The second major limitation is that A is typically not normalized and therefore the multiplication with A will completely change the scale of the feature vectors (we can understand that by looking at the eigenvalues of A). Normalizing A such that all rows sum to one, i.e. D−1A, where D is the diagonal node degree matrix, gets rid of this problem. Multiplying with D−1A now corresponds to taking the average of neighboring node features.
2.第二个局限性主要是 A 通常不是归一化的,因此与 A 相乘将完全改变特征向量的分布范围(我们可以通过查看 A 的特征值来理解)。归一化 A 使得所有行总和为 1,即 D^-1 A,其中 D 是对角节点度矩阵,这样即可避免这个问题。归一化后,乘以 D^-1 A 相当于取相邻节点特征的平均值。
In practice, dynamics get more interesting when we use a symmetric normalization, i.e. D^-1/2 A D^-1/2(as this no longer amounts to mere averaging of neighboring nodes). Combining these two tricks, we essentially arrive at the propagation rule introduced in Kipf & Welling (ICLR 2017):
在实际应用中可使用对称归一化,如 D^-1/2 A D^-1/2(不仅仅是相邻节点的平均),模型动态会变得更有趣。结合这两个技巧,我们基本上获得了Kipf & Welling (ICLR 2017)文章中介绍的传播规则:
with A^=A+I, where I is the identity matrix and D^is the diagonal node degree matrix of A^.

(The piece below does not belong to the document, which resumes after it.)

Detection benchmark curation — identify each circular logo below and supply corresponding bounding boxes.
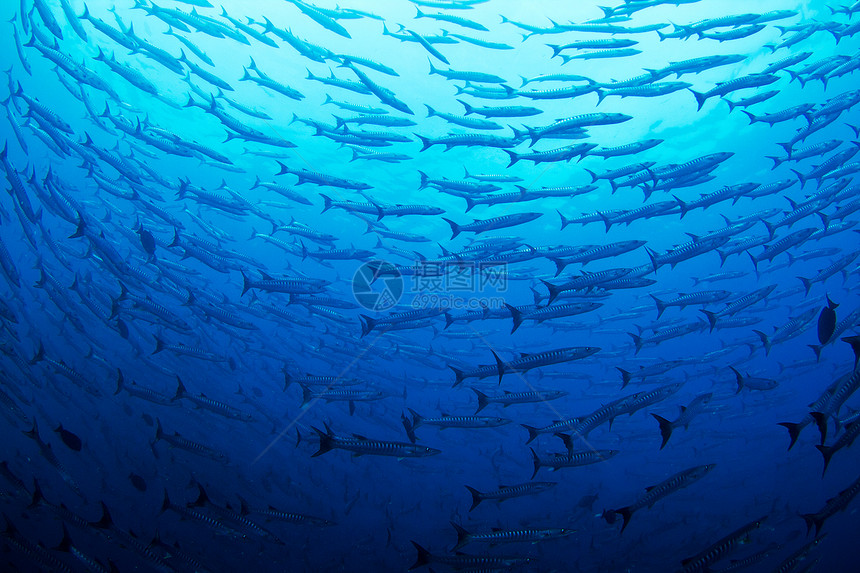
[352,261,403,312]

式中 A^ =A+I,I 是单位矩阵,D 是 A 的对角节点度矩阵。。
In the next section, we will take a closer look at how this type of model operates on a very simple example graph: Zachary's karate club network (make sure to check out the Wikipedia article!).
在下一节中,我们将仔细研究这种类型的模型如何在一个非常简单的示例图上运行:Zachary's karate club network Zachary的空手道俱乐部网络(make sure to check out the Wikipedia article!))。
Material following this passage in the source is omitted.